Example of Conversational Memory with RAG that cites sources
Running The UI code for Conversational Memory with RAG that cites sources
Note: The GIF demo is a real-time representation of the code execution on M2 Max and has not been sped up
For running LLMs locally on Mac I perfer LlamaIndex, see that demo here
This repository is an example of how to create and use Retrieval Augmented Generation (RAG) with LangChain. This is done using open-source models and does not require any API or paid service Here are the libraries used:
- Vector Storage -> ChromaDB
- Embedding Model -> BAAI/bge-small-en-v1.5'model from HuggingFaceBgeEmbeddings
- LLM -> Mistral-11B-OmniMix the 4bit quantized GGUF version from TheBloke
- User Interface (UI) -> Chainlit
The create_vectorDB.ipynb
notebook guides you through the process of creating a vector database using Chroma DB, which stores embeddings from Hugging Face's language models. This vector database is then used by the demo script for RAG.
The demo_RAG.ipynb
notebook demonstrates how to utilize the created vector database to answer questions based on the documents it contains.

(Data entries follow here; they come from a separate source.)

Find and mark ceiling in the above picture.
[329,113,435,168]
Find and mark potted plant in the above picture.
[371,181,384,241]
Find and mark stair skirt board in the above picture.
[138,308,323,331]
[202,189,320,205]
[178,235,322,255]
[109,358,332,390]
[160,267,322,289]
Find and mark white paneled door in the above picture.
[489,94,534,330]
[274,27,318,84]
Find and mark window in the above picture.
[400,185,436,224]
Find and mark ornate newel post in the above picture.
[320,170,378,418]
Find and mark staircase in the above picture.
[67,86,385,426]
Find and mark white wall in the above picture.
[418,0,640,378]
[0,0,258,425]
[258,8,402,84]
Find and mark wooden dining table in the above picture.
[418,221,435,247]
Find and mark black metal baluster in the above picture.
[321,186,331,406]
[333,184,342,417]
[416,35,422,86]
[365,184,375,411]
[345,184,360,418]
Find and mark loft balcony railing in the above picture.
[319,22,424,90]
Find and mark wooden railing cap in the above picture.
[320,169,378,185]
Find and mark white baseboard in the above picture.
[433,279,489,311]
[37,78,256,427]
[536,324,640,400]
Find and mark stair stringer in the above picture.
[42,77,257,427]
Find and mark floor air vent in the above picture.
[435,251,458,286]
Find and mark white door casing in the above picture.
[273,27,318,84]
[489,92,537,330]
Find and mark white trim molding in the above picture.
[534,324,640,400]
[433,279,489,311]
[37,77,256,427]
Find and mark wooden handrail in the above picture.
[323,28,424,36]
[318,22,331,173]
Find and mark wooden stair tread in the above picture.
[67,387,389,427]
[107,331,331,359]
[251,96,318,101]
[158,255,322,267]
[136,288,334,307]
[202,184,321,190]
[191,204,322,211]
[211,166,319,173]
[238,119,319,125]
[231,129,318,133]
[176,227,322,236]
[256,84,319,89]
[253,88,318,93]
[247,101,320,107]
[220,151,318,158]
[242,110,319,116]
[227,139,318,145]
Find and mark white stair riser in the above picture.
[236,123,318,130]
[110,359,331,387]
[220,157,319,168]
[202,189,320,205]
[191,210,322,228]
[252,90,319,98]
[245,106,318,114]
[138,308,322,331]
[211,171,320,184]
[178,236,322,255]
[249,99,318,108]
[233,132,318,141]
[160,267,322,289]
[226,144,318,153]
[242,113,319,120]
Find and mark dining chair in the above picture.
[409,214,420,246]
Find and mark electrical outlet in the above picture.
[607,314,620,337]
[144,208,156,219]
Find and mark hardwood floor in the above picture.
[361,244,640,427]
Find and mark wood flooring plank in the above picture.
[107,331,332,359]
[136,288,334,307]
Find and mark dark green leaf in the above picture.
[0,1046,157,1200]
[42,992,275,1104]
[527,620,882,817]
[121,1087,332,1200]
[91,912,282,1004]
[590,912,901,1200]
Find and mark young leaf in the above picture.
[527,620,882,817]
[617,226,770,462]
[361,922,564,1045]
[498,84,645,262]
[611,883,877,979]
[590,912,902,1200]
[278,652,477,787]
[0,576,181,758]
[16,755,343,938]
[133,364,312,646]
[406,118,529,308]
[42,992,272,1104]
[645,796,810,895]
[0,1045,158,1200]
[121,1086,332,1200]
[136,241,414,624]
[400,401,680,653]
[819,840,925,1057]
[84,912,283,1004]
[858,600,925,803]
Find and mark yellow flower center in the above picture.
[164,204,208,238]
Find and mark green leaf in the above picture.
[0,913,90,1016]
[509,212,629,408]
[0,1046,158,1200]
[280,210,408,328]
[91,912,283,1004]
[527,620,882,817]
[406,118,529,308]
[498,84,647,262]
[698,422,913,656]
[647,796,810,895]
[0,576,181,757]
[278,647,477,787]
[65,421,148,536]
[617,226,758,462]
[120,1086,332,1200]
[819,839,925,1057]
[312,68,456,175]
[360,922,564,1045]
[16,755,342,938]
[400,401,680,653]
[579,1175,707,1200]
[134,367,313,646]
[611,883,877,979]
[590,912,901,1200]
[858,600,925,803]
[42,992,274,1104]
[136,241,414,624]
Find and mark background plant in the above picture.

Use the create_vectorDB.ipynb
to create the LC_VectorDB
- Download an example PDF from arXiv
- Convert the PDF to LangChain Documents
- Prepare the documents by splitting the data
- Create and store the Vector DB
Run the demo_RAG.ipynb
which will step you through 4 different examples:
- Load the Foundational LLM and ask a question
- Use the LLM with RAG from LC_VectorDB
- Conversational Memory without RAG
- Conversational Memory with RAG and Sources
I developed this code on my M2 Max with 32GB of RAM. However, you can scale the embedding model and/or the LLM model to better match with your system. All of the necessary imports for Mac to utilize MPS are present in the notebooks.